Suddenly, a little boy popped out from a different aisle.

"Jessie, Jessie! I found the album!" He shrieked in joy. He held up a cd, titled "Greatest hits of Katy Perry"

I watched on in amusement. I'd never seen a little kid so fascinated by music, that too Katy Perry.

"Good job, Rory!" She exclaimed, giving him a hug.

I then got a good glimpse of her, and my eyes almost fell out of my head. Her eyes were so green, that they were almost like a forest of their own.

Suddenly, she was staring at me and I quickly looked away. Where was the damn album?

As my gaze wandered back over to forest girl and Rory, I realized that the album was on her side of the aisle. shit.

As normally as I could, I walked over to her side of the aisle and pretended to look around. I took a deep breath and tried not to panic. I could feel her gaze boring into the back of my skull, as I pretended to look at a album. I cringed, as I read the cover of the album.

One Direction. I picked up a fucking One Direction album. I felt my face turn the deepest shade of red when I heard her start snickering. I quickly put it back and stepped away from the dangerous sections.

I turned around, and started walking down the aisle, away from forest girl and her brother.

"Wait!" Forest Girl called. "I didn't mean to laugh at you. Sorry." She started walking towards me and put her hand on my shoulder.

I casually slipped out of her touch. I was not a very touchy-feely person.

"Anyways, what brings you here? Wait, don't tell me you like 1D. I'm not judging I swear I'm not an asshole"

"Um, actually I'm looking for a different band" As I described the album art, she raised her eyebrows in surprise.

"Really? I was looking for the same band. It's down this way, c'mon." She dragged me back down the aisle as I tried to wrangle out of her grasp.

As we neared the band section again, I realized with delight that I found the album. I reached for it.. at the same time Forest Girl did.

"What do you think you're doing?" I asked. It came out harsher than I intended it to be.

"Getting this album. Duh." She said, glaring at me. "Listen, I was nice enough to show you where they were. I think its common decency that you let me have the album."

Soon it evolved into a full blown argument which resulted in us both being banned from the store for life.

I started walking down the road, back towards my neighborhood. This was back in the good old days where all I had was skateboard.

"Wait!" Forest Girl started running towards me.

I rolled my eyes

"What do you want now? You just got me kicked out. I actually happened to like this store."

Ok, I was lying through my teeth. I had never set foot in that store in my life. At the time, she didn't know that.

"The least you can do is leave me the hell alone."

"I-I know a store close by. They sell some of the same stuff. Want to go check it out? Maybe they'll have it over there."

I immediately refused, but in the end she persuaded me to go check the store out. As we walked into the store she looked at me with a look I recognized with regret.

"I really am sorry about that, you know. I'm really passionate about this band and I will do anything to get this album."

After that, our relationship skyrocketed.
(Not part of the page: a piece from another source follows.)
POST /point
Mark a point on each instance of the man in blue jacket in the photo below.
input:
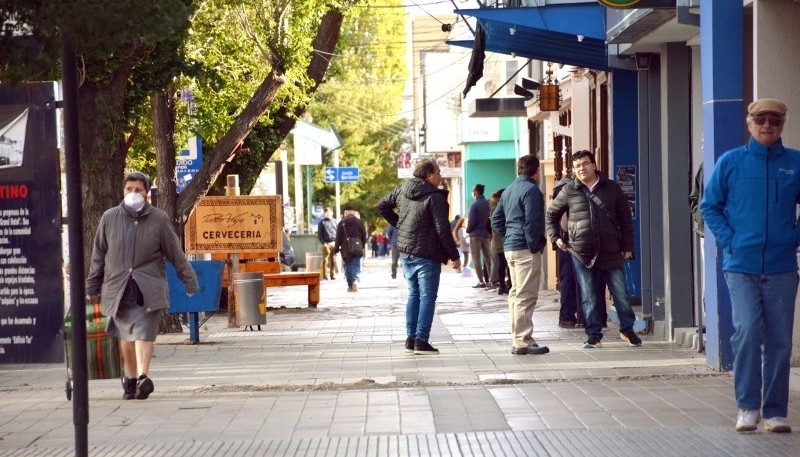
(750, 206)
(519, 220)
We started meeting and hanging out on a daily basis and then we started dating. And then it became a lot more serious.

BACK TO THE PRESENT


I grinned, thinking back on the memory. As soon as I realized that I was smiling, I stopped. I think I was afraid to be happy because whenever I do get too happy, something bad always happens.

That's a part of the reason Jess was-is so important to me. She helped me overcome my depression. I was finally in a happy place, and now I'm back where I started. Really,truly, alone.

In that moment, I made a decision. I was going to find Jess. Alive, or dead, I just needed to see her again. I would find Jess, or die trying.